Le second panel de la journée a examiné attentivement la classification des travailleurs sectoriels d’un point de vue fiscal et de sécurité sociale et comment ceci évolue. Intitulé « Le défi d’une régulation juste des travailleurs indépendants dans le secteur des médias, de l’art et du spectacle : les perspectives irlandaise, néerlandaise et européenne » et présidé par Martin Risak de l’Université de Vienne et par Karan O’Loughlin de SIPTU, Irlande, ce panel a donné la parole à des décideurs de haut niveau en Irlande et au Pays-Bas et complété la discussion avec un aperçu européen plus général fourni par la Confédération Européenne des Syndicats.
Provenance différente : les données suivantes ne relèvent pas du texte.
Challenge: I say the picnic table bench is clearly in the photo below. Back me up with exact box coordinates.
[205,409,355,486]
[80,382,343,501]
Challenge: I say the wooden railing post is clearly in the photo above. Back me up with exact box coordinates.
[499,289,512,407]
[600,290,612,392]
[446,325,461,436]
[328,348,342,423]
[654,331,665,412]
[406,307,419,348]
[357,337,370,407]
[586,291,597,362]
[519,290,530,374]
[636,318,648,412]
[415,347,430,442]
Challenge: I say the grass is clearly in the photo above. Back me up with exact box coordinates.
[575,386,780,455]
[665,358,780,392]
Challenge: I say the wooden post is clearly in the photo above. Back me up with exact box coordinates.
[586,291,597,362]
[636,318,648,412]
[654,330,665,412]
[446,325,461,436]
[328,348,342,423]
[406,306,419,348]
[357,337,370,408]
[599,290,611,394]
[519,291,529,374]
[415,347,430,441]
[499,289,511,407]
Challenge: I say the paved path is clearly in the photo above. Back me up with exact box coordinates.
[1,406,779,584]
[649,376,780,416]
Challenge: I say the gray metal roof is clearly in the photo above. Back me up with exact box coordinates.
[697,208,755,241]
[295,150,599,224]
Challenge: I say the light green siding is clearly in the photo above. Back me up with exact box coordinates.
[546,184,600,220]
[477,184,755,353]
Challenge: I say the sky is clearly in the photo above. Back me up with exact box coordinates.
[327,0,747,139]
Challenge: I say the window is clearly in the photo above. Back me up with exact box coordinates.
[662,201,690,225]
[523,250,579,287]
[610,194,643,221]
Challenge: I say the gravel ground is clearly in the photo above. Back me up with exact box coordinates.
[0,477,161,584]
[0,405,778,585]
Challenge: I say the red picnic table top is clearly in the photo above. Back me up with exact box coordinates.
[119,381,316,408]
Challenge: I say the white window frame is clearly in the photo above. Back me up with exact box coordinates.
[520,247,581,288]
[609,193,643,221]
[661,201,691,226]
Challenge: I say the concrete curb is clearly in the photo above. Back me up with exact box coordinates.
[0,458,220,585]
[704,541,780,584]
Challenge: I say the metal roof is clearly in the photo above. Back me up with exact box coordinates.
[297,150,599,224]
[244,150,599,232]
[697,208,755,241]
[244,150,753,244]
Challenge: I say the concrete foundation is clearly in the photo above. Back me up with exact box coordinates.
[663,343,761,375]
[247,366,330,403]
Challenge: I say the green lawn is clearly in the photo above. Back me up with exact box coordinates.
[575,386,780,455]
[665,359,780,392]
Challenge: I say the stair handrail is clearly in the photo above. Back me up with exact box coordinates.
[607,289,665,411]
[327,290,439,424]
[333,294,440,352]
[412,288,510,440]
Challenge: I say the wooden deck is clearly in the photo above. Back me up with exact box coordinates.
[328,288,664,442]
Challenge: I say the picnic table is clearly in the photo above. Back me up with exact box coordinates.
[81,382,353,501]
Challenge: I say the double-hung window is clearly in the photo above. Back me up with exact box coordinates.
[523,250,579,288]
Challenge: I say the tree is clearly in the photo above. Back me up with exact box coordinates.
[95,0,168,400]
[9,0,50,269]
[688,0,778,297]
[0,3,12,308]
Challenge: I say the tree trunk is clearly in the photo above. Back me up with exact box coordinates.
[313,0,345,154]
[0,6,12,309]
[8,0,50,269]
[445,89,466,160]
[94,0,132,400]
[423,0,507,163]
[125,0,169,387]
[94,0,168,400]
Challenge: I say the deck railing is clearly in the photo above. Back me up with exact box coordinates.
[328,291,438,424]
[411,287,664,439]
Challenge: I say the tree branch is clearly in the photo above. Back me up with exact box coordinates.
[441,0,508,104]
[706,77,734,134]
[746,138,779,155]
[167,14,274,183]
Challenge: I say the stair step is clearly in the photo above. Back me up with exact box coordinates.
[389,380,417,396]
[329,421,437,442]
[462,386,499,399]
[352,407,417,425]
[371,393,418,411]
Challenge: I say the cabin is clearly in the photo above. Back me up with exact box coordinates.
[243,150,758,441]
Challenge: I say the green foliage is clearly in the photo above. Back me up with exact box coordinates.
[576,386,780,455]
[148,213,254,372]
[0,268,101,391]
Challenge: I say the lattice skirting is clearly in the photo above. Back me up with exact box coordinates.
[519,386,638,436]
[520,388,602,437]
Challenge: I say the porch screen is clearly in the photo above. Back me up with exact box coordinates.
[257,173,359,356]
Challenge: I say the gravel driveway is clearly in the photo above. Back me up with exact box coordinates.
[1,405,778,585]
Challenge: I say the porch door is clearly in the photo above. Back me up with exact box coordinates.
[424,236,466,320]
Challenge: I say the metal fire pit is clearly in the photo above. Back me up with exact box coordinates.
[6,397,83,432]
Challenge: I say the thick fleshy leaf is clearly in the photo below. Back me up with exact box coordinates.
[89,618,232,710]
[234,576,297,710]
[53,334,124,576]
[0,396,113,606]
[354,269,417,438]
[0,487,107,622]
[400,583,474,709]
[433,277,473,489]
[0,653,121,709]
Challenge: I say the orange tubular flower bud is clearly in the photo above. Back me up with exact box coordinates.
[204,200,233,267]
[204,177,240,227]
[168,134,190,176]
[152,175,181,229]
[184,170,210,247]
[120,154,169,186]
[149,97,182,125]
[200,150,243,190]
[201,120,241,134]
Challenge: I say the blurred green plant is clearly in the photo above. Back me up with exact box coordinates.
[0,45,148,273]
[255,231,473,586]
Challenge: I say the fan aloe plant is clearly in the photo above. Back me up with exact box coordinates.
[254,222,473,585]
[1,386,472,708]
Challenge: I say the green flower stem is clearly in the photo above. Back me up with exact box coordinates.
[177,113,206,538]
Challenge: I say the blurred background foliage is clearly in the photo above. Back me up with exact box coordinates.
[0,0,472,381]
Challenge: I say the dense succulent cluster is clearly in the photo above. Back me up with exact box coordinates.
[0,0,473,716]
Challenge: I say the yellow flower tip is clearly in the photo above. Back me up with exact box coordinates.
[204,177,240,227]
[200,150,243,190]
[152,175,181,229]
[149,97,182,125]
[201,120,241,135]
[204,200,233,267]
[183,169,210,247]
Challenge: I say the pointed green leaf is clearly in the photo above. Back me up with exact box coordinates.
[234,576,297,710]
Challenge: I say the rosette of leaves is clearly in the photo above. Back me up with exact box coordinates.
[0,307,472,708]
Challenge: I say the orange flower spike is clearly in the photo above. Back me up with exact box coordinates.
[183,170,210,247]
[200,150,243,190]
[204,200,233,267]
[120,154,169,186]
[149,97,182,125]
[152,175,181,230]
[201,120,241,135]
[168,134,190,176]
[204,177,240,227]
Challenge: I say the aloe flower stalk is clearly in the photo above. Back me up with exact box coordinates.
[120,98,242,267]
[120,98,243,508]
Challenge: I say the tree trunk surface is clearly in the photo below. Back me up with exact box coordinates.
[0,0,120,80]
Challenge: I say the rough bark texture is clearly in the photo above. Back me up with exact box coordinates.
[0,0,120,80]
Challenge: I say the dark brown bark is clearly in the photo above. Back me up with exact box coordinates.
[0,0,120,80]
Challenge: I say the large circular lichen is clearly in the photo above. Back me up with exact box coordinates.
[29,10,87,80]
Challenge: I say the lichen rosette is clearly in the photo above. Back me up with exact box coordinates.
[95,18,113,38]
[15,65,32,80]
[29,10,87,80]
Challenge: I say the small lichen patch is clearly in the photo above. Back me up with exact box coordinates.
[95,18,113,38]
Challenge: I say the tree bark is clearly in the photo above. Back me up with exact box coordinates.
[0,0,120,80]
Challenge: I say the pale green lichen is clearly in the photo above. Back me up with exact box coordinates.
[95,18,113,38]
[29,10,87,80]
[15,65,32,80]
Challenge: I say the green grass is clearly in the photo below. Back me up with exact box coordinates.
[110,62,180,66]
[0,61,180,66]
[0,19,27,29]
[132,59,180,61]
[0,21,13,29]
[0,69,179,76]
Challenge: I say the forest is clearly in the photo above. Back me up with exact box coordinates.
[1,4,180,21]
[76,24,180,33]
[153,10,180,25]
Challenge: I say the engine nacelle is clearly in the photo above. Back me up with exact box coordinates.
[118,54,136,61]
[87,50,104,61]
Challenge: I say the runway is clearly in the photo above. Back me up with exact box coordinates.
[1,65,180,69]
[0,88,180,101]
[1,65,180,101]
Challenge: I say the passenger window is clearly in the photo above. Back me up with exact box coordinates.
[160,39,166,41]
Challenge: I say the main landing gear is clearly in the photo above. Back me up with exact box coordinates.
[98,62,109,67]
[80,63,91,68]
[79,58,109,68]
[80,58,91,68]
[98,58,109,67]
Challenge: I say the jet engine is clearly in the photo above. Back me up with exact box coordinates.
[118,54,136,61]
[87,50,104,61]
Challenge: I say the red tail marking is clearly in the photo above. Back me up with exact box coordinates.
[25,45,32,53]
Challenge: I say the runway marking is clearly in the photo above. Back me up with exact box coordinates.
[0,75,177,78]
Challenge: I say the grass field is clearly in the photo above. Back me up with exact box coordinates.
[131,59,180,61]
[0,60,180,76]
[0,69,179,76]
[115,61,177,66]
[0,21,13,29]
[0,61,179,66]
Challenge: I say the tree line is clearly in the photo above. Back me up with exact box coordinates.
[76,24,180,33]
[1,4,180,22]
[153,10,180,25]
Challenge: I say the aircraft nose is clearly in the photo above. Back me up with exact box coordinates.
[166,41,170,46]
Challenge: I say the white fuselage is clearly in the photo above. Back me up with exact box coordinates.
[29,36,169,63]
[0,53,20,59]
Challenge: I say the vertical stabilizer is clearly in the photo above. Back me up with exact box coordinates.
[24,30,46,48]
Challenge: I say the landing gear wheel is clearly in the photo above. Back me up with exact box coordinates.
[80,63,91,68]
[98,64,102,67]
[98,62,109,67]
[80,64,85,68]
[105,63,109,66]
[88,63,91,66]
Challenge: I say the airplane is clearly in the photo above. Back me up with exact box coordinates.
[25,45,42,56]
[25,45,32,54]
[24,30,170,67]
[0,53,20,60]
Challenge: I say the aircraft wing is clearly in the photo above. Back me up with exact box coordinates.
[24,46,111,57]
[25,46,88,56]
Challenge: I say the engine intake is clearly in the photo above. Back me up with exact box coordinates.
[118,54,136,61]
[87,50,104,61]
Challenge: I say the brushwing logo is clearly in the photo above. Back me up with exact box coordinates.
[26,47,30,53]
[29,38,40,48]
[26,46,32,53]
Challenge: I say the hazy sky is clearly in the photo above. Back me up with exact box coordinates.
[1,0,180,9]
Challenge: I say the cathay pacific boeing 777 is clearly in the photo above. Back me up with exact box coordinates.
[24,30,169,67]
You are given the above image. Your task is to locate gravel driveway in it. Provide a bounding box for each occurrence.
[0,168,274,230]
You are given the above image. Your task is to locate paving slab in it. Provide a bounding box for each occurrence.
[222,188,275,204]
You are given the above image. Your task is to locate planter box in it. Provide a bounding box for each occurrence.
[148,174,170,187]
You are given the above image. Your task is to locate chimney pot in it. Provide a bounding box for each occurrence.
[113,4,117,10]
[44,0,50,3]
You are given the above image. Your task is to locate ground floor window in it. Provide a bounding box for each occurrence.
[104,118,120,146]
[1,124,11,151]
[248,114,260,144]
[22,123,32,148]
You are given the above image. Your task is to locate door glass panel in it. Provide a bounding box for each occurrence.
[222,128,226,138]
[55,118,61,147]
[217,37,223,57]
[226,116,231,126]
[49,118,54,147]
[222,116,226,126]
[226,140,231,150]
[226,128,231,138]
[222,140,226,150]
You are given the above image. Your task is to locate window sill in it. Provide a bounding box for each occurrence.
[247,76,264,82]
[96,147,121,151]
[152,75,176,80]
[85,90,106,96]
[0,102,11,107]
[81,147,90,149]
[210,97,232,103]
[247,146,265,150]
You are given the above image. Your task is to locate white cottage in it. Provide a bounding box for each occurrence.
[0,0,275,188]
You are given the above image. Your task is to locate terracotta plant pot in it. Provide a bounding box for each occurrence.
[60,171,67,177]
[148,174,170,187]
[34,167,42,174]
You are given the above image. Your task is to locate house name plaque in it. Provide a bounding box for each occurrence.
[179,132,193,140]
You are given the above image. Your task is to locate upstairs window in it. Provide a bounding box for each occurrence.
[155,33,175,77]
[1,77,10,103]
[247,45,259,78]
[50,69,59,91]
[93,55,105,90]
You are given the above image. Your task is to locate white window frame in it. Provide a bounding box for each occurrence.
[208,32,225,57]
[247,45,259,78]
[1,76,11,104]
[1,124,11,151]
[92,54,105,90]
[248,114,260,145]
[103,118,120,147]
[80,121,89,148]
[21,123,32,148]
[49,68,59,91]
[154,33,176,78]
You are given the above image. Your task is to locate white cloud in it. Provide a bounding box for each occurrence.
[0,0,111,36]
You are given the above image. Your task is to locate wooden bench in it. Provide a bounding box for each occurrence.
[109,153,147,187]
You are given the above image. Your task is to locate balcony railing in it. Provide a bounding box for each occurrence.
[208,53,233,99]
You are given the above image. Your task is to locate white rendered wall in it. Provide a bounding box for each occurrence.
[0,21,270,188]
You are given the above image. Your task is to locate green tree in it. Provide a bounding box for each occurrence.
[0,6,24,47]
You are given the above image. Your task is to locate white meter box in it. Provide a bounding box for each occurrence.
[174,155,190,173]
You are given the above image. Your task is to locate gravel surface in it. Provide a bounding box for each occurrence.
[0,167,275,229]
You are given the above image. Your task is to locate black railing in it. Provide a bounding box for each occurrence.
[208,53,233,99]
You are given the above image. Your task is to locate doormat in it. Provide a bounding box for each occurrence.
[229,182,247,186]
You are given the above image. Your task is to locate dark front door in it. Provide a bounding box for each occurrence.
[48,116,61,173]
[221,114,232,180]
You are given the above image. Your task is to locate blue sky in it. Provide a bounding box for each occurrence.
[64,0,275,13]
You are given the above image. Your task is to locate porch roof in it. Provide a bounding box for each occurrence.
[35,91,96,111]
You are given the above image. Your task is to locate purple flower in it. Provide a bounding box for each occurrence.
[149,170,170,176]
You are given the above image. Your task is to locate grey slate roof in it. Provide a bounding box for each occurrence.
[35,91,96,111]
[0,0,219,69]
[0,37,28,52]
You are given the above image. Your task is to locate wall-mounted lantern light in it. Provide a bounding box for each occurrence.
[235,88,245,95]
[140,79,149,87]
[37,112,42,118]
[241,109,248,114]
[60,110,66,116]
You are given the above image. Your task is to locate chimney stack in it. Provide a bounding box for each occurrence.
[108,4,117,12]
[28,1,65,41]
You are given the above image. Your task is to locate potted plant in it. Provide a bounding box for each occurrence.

Les intervenants étaient Katie Schreider, Ministère néerlandais de l’Education, de la culture et de la science ; Tom Kiely, Office of the Revenue Commissioners, Irlande ; Mary Nash, Département des Arts et de la Culture du Gaeltacht ; et Ludovic Voet, Secrétaire confédéral de la CES. Cette section de l’agenda centrée sur les aspects légaux et politiques a été clôturée par le discours de Joerg Tagger, Directeur de l’unité du Dialogue social. Mr Tagger a noté qu’il était appréciable de voir les résultats des financements supervisés par son unité et a attiré l’attention des délégués sur le programme social ambitieux de la nouvelle Commission. Il les a encouragés à assumer pleinement leur rôle de partenaires sociaux dans sa mise en œuvre.
La conférence a ensuite réorienté son attention vers le deuxième aspect du projet, la formation des neuf syndicats en matière de recrutement de membres et d’organisation. Les trois formatrices du projet Kate Elliott, Becky Wright et Tara O’Dowd ont chacune modéré un panel avec leurs trois syndicats. Les formatrices ont présenté leur approche et méthodologie, ainsi que leurs réflexions suite à cette expérience. Les syndicats se sont exprimés sur la signification de leur participation, la façon dont celle-ci a impacté le travail du syndicat et les résultats qu’elle a délivré. Tous ont évoqué un engagement renouvelé pour le recrutement de membres et une sensibilisation quant au potentiel d’une telle action. Certains syndicats avaient déjà mis en œuvre des actions et avaient même constaté une importante augmentation du nombre de leurs membres. Tous ont perçu l’expérience comme enrichissante et fructueuse, et étaient déterminés à continuer le travail commencé avec les formatrices. Les divers retours, photos et vidéos des différentes expériences ont donné aux délégués un bon aperçu de l’expérience et a donné lieu à un débat animé dans la salle. La discussion a continué le lendemain, lors de séances de groupe avec chaque formatrice, offrant aux syndicats participants l’espace pour une réflexion plus profonde et des échanges sur le défi représenté par la syndicalisation, en particulier en ce qui concerne les travailleurs atypiques. L’expérience de la formation sera également capturée dans la publication du projet « Manuel sur la syndicalisation dans le secteur des médias, des arts et du spectacle ». Ce dernier sera publié au printemps en anglais, français, espagnol, portugais et allemand. Il est en phase finale de préparation.
La session finale de la journée était un échange franc guidé par les secrétariats des quatre fédérations partenaires du projet. Elle a exploré les prochaines étapes de ce travail et la façon de maintenir l’élan en ce qui concerne la discussion sur la négociation collective pour les travailleurs indépendants et la façon de continuer d’apporter une valeur ajoutée aux efforts des syndicats dans ce domaine. De nombreuses idées ont été discutées et la réunion s’est clôturée sur une décision ferme de continuer le travail conjoint dans ce domaine.